What you need to know about robo-advisers

By Ken Tysiac

Robo-advisers represent a substantial segment of the financial services industry, and their rise presents challenges to the investment advisers who operate them and the investors who use their services.

Popular especially with younger, tech-savvy investors, robo-advisers use computer algorithms to provide investment advisory services online, often with limited human interaction. These services may charge lower fees but may not provide the level of personal service that traditional investment advisers deliver.

Information and guidance related to robo-advisers for both investment advisers and investors was published Thursday by the SEC.

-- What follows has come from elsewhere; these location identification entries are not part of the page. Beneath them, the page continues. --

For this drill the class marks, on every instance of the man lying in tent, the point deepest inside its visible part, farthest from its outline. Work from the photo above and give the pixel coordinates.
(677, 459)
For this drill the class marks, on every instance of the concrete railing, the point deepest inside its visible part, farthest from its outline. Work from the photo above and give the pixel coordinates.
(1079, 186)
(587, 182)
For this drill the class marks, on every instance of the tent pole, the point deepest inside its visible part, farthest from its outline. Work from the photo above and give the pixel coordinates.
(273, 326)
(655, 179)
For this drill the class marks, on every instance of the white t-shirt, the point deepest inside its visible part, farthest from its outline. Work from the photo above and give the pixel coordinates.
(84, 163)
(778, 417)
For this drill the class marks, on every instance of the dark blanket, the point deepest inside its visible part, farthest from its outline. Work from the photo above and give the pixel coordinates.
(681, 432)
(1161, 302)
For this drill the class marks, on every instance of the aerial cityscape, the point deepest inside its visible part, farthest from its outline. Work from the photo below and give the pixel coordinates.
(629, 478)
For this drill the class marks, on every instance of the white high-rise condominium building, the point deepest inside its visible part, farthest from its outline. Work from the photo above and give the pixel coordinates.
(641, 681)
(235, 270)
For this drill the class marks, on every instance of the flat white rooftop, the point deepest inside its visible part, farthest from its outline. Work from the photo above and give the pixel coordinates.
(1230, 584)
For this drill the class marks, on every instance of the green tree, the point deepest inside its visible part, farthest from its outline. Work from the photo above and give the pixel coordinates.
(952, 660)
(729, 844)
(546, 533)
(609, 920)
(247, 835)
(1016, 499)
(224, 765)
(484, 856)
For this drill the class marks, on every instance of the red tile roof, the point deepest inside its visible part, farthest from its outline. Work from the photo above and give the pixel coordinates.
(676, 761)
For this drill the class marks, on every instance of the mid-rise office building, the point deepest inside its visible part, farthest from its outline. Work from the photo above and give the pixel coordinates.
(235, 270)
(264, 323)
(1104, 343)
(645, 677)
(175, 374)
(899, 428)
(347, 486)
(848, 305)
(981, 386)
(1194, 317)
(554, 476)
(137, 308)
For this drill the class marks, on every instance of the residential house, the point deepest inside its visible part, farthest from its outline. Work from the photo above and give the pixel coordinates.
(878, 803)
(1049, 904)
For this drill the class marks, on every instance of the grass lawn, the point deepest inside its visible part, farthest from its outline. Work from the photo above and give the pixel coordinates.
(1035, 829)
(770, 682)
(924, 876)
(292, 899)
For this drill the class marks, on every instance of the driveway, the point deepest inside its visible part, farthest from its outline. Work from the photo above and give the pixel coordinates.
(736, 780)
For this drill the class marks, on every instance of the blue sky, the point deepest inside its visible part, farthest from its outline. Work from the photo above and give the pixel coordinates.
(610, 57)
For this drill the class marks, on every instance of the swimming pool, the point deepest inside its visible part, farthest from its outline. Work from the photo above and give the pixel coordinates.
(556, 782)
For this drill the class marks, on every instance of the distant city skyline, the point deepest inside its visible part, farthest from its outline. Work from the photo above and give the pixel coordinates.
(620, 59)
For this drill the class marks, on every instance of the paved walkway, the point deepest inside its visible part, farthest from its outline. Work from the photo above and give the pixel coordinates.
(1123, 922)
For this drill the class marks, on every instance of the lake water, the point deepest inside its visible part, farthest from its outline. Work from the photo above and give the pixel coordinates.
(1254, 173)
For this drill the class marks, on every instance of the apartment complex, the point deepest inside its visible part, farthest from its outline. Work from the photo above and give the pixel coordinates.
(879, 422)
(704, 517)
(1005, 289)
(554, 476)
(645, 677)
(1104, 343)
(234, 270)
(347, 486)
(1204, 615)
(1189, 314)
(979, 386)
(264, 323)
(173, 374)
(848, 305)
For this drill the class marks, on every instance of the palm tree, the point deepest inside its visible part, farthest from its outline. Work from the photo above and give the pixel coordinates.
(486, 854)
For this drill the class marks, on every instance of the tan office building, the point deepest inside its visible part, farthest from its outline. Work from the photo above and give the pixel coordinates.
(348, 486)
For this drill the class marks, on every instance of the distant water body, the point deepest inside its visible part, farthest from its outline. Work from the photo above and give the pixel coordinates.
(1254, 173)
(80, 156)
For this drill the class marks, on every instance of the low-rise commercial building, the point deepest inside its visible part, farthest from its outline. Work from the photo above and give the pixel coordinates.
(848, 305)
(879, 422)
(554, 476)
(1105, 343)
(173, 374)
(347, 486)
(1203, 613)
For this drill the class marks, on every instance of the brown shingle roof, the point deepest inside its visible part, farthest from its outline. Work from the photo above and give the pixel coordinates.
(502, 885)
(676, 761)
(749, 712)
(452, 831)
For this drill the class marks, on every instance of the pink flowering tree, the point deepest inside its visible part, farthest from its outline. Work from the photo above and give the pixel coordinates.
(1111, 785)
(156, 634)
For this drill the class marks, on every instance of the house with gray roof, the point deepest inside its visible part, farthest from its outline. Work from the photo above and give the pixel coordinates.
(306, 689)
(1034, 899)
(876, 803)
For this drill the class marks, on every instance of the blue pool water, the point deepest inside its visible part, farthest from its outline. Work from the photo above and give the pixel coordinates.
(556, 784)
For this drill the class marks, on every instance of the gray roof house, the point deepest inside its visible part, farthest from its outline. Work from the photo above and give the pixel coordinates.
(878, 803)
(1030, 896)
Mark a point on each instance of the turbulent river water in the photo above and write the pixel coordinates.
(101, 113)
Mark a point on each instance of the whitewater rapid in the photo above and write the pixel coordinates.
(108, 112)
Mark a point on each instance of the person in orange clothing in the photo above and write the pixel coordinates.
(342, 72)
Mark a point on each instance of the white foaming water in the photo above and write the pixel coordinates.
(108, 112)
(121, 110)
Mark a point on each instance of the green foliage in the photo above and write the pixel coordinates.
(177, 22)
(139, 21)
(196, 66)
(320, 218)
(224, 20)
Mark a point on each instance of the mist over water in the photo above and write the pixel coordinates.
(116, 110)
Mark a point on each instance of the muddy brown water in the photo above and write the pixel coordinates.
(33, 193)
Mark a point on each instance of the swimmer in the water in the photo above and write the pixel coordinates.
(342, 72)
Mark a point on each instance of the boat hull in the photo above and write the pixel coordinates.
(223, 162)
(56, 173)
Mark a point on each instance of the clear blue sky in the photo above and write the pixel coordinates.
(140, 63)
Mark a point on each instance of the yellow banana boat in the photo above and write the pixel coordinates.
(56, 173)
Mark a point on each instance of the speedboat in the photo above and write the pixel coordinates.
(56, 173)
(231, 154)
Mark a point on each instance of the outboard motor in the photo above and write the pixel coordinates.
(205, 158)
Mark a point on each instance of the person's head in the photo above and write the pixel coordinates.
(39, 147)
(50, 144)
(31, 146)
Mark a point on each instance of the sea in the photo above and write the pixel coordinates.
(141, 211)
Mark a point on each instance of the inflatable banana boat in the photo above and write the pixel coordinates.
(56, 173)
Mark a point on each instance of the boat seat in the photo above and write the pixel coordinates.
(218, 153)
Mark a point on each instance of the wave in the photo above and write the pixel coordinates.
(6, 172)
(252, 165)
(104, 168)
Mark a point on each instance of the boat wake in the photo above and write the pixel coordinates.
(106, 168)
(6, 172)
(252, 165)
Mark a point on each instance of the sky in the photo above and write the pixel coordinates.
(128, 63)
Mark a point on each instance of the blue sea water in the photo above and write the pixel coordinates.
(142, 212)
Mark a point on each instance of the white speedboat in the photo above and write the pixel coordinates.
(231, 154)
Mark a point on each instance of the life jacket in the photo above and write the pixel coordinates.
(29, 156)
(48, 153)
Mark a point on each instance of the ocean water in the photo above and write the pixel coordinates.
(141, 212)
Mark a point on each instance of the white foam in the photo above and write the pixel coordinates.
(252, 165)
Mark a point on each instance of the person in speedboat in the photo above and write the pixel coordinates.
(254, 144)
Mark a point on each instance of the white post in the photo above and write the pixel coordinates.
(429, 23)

The SEC’s Division of Investment Management issued guidance for investment advisers on meeting disclosure, suitability, and compliance obligations under the Investment Advisers Act of 1940. The guidance includes suggestions that a robo-adviser:

  • Should consider providing clients with a statement that an algorithm is used to manage individual client accounts, a description of the algorithmic functions used, and a description of the assumptions and limitations of that function.
  • May wish to consider whether its client questionnaires elicit sufficient information from clients to conclude that its investment advice is suitable and appropriate for the client.
  • Should consider adopting written policies and procedures in addition to those that address issues relevant to traditional investment advisers. Additional policies and procedures may address areas such as the development, testing, and backtesting of the algorithmic code; disclosure to clients of changes to the algorithmic code that may affect their portfolios; and cybersecurity issues.

Meanwhile, the SEC’s Office of Investor Education and Advocacy issued an investor bulletin containing information investors may need to make good decisions if they consider using robo-advisers. According to the bulletin, investors may wish to consider:

  • How much human interaction is important to them, their level of financial literacy, and how often they will have contact with the robo-adviser.
  • What information the robo-adviser is using to create its investment recommendations.
  • What the robo-adviser’s approach is to investing.
  • What fees and costs the robo-adviser will charge.
  • Information about the robo-adviser’s licensing and registration.

“As technology continues to improve and make profound changes to the financial services industry, it’s important for regulators to assess its impact on U.S. markets and give thoughtful guidance to market participants,” SEC Acting Chairman Michael Piwowar said in a news release.